Il s’agissait donc de trouver un vecteur de médicaments anticancéreux capable de franchir la barrière : les scientifiques proposent cette capsule d’environ un nanomètre (un milliardième de mètre) soit de diamètre 100.000 fois plus petit que l’épaisseur d’une feuille de papier. La capsule est recouverte d’une substance appelée 2-méthacryloyloxyéthyle phosphorylcholine qui lui permet de franchir la barrière hémato-encéphalique. Enfin, la capsule est conçue pour libérer des anticorps une fois à proximité des cellules cancéreuses.

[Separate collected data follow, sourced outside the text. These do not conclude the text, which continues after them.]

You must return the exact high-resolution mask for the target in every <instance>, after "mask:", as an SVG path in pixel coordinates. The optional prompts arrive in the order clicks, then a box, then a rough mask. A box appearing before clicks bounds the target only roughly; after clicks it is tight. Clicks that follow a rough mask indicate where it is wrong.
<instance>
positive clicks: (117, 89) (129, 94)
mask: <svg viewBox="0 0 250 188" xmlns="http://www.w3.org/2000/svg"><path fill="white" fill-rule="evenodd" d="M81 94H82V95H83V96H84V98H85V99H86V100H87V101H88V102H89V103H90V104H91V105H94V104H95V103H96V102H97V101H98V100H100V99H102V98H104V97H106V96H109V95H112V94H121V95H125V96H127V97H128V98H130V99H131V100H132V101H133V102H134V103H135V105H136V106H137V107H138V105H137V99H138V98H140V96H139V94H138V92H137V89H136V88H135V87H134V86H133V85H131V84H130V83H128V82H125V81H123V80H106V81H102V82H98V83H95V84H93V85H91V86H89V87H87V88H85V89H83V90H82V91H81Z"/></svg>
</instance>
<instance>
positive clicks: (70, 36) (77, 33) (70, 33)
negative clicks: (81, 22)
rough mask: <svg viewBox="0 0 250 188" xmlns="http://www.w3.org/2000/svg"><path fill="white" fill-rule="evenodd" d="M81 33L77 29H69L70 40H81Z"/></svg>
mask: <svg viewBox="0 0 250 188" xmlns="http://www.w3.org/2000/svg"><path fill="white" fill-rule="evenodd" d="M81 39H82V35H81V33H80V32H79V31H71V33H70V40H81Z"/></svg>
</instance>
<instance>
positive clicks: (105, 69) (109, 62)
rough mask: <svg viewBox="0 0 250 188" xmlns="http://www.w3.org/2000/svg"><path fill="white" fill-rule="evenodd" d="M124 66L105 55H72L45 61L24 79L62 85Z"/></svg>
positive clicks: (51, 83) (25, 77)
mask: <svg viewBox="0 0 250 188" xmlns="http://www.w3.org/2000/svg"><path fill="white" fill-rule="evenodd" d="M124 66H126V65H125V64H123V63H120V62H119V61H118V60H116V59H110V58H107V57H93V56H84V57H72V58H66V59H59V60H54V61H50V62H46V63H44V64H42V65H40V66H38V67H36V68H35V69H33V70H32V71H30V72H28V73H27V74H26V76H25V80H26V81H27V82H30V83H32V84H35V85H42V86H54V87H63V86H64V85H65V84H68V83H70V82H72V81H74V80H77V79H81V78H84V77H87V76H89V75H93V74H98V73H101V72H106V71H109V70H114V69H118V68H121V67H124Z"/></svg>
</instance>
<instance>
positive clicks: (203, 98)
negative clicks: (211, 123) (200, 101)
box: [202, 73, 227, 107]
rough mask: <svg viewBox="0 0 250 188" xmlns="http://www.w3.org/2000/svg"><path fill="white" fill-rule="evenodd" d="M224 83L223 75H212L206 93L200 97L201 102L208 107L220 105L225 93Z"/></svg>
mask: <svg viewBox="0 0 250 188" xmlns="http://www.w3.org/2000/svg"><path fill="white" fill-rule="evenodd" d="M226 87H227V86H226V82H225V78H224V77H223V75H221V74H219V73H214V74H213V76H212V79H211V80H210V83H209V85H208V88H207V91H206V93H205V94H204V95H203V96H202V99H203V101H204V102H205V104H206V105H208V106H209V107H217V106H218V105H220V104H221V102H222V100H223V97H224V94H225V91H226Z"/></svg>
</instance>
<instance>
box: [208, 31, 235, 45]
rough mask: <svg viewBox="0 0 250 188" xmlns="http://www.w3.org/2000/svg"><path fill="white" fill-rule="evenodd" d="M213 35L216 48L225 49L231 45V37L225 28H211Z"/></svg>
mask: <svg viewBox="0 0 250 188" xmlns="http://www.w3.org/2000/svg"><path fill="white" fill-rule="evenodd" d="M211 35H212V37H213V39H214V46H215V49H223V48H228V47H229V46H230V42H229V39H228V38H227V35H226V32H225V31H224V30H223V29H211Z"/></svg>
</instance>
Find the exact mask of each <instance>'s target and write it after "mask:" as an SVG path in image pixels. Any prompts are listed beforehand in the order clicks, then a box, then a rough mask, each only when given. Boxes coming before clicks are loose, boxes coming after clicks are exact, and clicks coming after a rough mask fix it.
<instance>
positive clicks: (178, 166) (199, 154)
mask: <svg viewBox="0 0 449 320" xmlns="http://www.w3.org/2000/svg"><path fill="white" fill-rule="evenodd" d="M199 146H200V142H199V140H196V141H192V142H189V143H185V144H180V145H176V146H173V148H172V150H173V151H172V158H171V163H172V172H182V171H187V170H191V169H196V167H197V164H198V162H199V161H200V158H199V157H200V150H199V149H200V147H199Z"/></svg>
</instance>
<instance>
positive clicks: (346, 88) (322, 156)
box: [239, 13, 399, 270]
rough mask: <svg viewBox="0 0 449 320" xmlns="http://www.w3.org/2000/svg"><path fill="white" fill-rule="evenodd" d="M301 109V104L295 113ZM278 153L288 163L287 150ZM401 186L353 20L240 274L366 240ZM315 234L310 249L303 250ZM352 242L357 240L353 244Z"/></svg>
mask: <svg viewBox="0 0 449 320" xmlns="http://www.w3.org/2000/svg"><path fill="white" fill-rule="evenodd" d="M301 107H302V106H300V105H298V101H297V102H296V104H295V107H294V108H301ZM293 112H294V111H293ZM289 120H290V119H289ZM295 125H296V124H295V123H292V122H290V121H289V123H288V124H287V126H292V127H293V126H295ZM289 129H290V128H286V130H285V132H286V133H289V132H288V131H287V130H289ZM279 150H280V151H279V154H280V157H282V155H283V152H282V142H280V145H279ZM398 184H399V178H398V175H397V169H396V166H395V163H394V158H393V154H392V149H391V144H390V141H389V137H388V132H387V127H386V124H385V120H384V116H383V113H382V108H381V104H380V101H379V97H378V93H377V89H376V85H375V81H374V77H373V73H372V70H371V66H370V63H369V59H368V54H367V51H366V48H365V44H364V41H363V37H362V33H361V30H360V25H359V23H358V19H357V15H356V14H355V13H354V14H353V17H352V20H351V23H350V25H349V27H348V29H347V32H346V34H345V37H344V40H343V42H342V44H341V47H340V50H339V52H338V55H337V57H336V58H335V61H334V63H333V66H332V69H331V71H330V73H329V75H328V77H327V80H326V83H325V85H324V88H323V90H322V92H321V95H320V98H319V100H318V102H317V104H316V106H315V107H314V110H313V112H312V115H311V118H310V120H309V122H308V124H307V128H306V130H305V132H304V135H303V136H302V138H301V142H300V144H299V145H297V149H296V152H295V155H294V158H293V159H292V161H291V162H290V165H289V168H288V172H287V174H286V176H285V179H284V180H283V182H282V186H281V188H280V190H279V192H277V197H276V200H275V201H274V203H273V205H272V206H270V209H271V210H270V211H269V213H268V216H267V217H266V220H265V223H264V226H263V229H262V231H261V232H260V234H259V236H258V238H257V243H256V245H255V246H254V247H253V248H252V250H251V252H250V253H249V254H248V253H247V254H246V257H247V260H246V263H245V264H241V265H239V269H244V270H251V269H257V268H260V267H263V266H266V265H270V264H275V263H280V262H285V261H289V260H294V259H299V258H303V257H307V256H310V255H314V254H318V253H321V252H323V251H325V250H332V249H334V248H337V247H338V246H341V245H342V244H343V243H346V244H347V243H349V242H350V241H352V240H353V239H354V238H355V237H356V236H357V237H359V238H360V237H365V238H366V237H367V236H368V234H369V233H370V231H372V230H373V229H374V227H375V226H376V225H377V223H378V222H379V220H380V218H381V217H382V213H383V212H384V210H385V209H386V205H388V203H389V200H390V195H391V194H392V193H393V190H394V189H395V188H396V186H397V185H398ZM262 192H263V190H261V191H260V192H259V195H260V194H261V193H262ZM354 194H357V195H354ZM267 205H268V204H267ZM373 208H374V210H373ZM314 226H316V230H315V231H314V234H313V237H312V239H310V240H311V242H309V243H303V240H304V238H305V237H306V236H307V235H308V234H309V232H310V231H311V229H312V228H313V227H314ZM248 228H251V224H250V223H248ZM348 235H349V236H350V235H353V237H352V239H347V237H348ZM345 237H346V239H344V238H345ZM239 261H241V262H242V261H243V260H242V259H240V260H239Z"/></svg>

Chargée ici de rituximab, un anticancéreux et administrée à des souris modèles de lymphome à cellules B humaines métastasé dans le SNC, une capsule permet d'éliminer tous les lymphomes à cellules B qui se sont propagés.

 

Des essais cliniques doivent encore valider ces résultats, mais si c’était le cas, la capsule constituerait un vecteur précieux pour délivrer des médicaments déjà approuvés pour traiter les cancers propagés au SNC, non seulement pour traiter les cancers qui se métastasent dans le SNC (cancer du sein, cancer du poumon à petites cellules et mélanome) mais également les tumeurs primitives du cerveau voire d’autres maladies du cerveau.